Reporter: Gloria Natalia | Editor: Tri Adi
Desa Haurgeulis pernah berjaya menjadi sentra sarang walet. Banyak warga kampung ini yang menyulap rumahnya menjadi tempat tinggal burung bernama Latin Collocalia fuciphaga ini. Modal utamanya, cukup mendirikan bangunan kosong untuk tempat tinggal walet saja. Ada sekitar 150 rumah walet di sentra tersebut.
Haurgeulis yang terletak di Kabupaten Indramayu, Jawa Barat, sudah menjadi sentra sarang burung walet sejak pertengahan tahun 1980. Puluhan bangunan tinggi menjulang banyak berdiri di kampung ini.

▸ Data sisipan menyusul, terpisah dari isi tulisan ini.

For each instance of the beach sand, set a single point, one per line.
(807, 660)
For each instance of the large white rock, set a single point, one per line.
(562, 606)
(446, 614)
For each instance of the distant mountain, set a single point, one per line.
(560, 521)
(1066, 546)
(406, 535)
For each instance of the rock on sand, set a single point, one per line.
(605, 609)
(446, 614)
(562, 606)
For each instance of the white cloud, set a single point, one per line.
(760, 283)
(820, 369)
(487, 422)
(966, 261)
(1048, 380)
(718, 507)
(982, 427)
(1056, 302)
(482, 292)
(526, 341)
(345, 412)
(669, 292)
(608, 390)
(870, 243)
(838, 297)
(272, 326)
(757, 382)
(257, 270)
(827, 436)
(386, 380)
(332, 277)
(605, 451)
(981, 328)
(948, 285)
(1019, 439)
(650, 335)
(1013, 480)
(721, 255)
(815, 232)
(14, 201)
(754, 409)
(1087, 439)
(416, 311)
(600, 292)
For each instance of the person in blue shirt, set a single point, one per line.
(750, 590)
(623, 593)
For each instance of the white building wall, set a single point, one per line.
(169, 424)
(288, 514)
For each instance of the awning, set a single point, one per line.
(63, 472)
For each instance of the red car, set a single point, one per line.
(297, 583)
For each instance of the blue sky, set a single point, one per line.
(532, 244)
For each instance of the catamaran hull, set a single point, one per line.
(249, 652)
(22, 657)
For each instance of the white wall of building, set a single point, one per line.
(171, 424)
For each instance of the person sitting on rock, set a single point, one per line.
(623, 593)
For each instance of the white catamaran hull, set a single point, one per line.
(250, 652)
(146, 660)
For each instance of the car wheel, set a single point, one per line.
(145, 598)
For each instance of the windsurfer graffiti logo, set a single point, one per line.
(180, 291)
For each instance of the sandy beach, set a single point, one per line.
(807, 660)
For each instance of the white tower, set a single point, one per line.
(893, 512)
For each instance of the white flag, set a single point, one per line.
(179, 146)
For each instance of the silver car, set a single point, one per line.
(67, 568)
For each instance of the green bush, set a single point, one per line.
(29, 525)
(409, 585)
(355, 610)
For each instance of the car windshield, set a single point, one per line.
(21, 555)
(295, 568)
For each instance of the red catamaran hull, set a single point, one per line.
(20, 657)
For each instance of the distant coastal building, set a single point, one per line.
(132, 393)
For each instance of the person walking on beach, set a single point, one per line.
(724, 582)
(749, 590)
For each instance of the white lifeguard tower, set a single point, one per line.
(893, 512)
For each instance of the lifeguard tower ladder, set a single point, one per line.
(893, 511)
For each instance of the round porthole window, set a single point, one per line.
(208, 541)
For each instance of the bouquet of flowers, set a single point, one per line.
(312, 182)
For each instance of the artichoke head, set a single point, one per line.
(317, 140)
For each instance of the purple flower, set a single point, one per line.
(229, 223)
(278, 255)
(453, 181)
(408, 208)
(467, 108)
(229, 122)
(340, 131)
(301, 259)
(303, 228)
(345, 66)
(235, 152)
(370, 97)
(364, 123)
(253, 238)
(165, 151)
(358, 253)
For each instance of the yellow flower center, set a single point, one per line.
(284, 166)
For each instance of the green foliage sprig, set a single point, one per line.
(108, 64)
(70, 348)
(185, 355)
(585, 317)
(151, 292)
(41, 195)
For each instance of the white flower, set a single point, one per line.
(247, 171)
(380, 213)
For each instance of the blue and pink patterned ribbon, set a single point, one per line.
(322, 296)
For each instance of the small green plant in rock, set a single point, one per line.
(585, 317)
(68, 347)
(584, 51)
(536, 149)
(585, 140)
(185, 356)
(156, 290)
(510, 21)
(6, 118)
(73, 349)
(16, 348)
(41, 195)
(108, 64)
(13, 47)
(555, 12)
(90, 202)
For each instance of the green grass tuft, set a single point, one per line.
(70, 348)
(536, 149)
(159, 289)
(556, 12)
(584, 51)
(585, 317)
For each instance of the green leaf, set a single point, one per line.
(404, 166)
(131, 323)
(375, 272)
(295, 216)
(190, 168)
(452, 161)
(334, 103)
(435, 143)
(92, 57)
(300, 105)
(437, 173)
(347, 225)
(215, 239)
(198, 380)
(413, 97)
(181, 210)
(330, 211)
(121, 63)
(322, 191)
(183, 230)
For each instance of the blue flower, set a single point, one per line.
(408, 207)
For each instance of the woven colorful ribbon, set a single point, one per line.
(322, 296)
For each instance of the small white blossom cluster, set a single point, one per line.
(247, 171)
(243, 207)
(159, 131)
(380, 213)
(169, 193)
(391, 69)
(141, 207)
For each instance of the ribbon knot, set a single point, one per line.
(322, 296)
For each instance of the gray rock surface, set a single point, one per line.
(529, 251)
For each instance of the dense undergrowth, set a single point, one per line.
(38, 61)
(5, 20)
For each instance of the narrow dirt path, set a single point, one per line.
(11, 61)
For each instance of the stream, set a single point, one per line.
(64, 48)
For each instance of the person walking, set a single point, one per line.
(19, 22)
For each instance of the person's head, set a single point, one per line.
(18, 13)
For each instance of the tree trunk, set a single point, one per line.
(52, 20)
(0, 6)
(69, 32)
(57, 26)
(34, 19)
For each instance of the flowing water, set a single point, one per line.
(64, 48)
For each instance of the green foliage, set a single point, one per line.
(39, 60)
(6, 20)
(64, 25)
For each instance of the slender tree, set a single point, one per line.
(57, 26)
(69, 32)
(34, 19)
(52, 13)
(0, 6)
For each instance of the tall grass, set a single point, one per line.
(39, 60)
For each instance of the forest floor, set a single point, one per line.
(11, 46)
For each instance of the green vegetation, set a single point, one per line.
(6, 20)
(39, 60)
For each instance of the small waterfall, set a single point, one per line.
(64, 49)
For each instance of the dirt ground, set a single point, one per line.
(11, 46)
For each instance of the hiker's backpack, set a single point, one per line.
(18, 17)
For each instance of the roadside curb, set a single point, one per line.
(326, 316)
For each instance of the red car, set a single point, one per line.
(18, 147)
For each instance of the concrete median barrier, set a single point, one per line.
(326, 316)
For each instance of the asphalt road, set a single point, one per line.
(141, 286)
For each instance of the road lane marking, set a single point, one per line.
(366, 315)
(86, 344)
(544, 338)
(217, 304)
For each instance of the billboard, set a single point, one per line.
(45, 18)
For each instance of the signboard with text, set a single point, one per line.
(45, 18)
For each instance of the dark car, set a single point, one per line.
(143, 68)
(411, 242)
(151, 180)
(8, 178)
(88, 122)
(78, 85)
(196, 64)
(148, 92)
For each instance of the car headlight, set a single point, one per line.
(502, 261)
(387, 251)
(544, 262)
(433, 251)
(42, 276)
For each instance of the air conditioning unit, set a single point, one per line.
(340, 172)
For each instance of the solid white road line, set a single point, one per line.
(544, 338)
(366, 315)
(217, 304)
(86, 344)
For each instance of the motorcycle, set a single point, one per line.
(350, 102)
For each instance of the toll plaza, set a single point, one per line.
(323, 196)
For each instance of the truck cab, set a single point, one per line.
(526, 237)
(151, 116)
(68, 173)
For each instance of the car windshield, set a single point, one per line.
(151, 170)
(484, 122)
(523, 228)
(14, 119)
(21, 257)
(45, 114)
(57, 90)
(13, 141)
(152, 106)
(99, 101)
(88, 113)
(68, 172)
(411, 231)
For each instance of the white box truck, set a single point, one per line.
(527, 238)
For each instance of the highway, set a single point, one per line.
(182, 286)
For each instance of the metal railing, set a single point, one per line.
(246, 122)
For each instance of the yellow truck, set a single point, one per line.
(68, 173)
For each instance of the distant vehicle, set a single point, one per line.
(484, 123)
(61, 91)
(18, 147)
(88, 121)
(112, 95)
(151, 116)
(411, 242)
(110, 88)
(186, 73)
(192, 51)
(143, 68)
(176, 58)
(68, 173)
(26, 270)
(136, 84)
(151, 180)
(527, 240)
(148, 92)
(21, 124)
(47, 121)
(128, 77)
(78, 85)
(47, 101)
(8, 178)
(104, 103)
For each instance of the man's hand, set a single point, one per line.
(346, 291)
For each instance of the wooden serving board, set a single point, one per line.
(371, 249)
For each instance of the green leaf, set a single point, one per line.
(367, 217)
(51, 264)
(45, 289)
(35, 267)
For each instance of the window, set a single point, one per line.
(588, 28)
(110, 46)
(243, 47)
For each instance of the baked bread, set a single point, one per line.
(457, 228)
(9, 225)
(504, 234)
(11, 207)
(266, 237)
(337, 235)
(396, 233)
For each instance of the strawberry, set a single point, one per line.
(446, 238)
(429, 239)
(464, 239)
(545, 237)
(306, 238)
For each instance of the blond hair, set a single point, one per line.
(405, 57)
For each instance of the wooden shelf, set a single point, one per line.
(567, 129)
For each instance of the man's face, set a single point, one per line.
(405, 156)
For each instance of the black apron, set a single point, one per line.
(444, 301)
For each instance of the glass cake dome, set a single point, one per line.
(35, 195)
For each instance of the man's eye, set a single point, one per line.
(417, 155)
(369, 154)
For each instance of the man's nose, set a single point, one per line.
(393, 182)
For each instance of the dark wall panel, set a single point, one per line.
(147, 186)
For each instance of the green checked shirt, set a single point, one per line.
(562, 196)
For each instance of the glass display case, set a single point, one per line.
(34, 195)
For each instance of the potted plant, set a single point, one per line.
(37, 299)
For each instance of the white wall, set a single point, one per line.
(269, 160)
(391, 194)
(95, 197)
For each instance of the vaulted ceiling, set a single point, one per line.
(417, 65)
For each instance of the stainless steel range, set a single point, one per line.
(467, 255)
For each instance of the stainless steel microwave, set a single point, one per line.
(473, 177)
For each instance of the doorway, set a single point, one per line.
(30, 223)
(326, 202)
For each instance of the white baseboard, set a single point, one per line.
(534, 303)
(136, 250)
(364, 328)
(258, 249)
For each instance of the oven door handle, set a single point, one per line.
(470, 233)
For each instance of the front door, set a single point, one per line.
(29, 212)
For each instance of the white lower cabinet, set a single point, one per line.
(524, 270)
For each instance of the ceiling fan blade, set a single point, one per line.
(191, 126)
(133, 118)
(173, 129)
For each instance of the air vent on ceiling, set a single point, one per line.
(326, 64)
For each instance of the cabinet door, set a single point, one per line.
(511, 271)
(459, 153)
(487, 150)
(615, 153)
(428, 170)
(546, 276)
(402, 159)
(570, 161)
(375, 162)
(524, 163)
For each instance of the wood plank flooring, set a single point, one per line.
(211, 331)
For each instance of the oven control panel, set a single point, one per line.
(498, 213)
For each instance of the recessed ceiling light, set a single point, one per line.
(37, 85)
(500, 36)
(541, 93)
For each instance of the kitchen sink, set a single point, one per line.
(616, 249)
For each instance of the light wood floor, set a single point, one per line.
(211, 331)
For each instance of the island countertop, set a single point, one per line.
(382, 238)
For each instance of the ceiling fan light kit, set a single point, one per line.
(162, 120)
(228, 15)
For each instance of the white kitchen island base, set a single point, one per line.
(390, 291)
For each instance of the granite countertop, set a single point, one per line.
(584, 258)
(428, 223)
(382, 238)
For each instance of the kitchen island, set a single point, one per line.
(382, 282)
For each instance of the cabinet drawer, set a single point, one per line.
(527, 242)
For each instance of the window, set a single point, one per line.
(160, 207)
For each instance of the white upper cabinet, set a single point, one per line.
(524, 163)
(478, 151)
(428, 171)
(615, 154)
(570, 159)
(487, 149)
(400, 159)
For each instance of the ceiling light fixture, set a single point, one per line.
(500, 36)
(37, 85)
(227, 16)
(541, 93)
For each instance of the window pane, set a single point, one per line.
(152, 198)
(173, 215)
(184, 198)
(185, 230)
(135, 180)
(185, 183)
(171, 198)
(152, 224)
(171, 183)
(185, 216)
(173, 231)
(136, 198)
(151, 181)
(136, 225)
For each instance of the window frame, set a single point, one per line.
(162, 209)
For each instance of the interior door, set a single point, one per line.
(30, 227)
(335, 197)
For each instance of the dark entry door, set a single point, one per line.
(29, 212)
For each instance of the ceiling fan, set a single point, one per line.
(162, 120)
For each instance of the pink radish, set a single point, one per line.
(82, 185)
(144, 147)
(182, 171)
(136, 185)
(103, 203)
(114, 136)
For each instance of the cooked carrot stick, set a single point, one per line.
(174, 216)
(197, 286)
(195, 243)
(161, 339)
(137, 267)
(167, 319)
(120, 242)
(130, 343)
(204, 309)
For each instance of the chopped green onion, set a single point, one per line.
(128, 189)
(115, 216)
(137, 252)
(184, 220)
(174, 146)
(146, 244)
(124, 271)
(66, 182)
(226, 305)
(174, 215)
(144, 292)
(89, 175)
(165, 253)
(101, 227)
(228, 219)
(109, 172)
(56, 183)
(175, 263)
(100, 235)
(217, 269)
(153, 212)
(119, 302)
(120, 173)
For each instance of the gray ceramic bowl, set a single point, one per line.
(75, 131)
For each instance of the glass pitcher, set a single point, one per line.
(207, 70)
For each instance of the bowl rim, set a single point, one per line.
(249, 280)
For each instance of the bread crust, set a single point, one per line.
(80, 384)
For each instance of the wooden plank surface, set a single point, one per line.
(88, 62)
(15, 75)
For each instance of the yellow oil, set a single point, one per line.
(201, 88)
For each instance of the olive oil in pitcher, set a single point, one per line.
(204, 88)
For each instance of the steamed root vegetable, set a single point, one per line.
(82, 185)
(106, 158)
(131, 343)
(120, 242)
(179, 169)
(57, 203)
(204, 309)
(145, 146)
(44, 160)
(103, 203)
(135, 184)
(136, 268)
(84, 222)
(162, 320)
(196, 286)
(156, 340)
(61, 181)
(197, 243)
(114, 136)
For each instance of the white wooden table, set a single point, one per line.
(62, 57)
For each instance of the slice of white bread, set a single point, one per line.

Data Kantor Desa Haurgeulis mencatat, ada sekitar 150 rumah yang menjadi sarang walet di Haurgeulis. Sebanyak 70% di antaranya miliki warga desa setempat, sedangkan 30% sisanya kepunyaan orang Jakarta, Cirebon, dan Medan.
Letak Haurgeulis ada di ujung Barat Indramayu. Untuk menuju desa ini, Anda bisa menyusuri Jalur Pantai Utara (Pantura) Indramayu. Kemudian masuk ke jalan utama Pasar Patrol.
Setelah memasuki Kecamatan Anjatan, Anda akan bertemu rel kereta api. Nah, ini merupakan tanda masuk ke Kecamatan sekaligus Desa Haurgeulis. Bangunan Kantor Kecamatan Haurgeulis menyapa Anda begitu menginjakkan kaki di daerah ini. "Dulu Haurgeulis disebut metro dolar karena banyak warga bisa kaya mendadak dari usaha sarang walet," ungkap Abdul Kadir, warga Desa Haurgeulis yang juga punya sarang walet.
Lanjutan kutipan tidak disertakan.